You may start to notice the same doctors or attorneys used by groups of claimants.

3) No Witnesses

If a claimant falls at work and no one is around to see it, did the injury happen?

No witnesses for an employee's injury claim is a Red Flag. If the claimant’s ‘word’ is the only proof of the incident occurring, then he may be exaggerating or falsifying his story.

4) Conflicting or Varying Descriptions

Similar to ‘No Witnesses,’ the claimant provides a description of her injury that conflicts or varies with her medical history, conflicts or varies with the witness statements, or conflicts with the injury report.

In these cases, inconsistencies can range from the date and time of the injury to the location of the injury. 

5) Treatment Refusal

Refusing to receive treatment for an injury is certainly suspicious behavior.

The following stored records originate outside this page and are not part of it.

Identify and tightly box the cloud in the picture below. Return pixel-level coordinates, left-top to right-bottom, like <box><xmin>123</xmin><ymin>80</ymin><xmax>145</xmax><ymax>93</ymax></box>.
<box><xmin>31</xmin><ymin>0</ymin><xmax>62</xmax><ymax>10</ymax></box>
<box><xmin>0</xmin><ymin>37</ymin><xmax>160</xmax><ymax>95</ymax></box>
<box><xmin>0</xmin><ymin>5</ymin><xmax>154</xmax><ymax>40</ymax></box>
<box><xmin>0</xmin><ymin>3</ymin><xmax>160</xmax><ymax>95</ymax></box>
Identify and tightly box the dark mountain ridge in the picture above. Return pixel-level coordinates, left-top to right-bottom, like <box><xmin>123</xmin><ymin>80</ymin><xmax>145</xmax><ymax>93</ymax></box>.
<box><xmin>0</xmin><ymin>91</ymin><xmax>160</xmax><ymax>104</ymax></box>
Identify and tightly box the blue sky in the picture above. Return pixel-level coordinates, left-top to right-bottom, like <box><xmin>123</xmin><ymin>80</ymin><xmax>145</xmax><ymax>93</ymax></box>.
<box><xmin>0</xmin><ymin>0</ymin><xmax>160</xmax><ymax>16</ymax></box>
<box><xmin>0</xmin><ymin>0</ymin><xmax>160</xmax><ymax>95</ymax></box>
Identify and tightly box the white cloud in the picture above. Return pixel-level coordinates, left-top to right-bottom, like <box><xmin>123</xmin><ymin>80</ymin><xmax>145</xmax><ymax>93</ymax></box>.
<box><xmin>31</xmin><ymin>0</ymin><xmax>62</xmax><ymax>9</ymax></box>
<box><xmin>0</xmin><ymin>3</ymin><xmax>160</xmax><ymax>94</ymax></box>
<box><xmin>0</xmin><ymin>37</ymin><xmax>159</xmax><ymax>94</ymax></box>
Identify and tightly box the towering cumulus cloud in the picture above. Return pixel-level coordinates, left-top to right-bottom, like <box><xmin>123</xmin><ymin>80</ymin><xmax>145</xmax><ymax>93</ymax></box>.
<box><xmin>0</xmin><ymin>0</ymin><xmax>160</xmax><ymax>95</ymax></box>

Often an employee simply doesn’t want to work and has no desire to seek treatment or promote healing.

6) Frequent Changes

Frequent changes in physicians and attorneys may indicate that the claimant is attempting to search for an attorney or physician who will support his case.

The claimant may also change addresses frequently in order to make it difficult to contact them and to observe his or her activities.

An immediate investigation, starting with witness statements, is a great way to get the story documented early. When changes occur, you can compare them to an initial report.

7) Late Reporting

The claimant delays an injury claim. In this case, the claimant may try to convince you that after the alleged incident she felt fine, but after some time passed, her injury progressed. Witness accounts of the incident combined with surveillance of the claimant’s activities are suggested for this Red Flag.

8) Monday or Friday Incidents

Similar to late reporting of the injury, be wary if the alleged injury occurred on a Monday morning or a Friday afternoon. This Red Flag may suggest the injury was a result of a non-work related accident over the weekend, or may suggest the claimant desires an “extended” weekend.

9) Claimant Grudge

The claimant may be reacting to a personnel action, a denied vacation, termination, or denied promotion. Suspicious claims are also filed when the claimant is about to retire. Essentially, the claimant has a grudge and is finding a way to extend his or her income, make a silent protest, or has lost his will to work.

10) Claimant is Hard to Reach

Despite multiple efforts, the claimant cannot be found or reached at home. When the claimant is allegedly recovering at a certain location (such as his or her home) and cannot be contacted, it raises a Red Flag. Surveillance can discover if the claimant is playing cat and mouse, may be working, or even on vacation.

 

Red Flags are a great first step to determining the legitimacy of a claim. These alerts help you quickly identify claims that need to be investigated. Paying a claimant who is committing fraud costs more than an investigation ever will.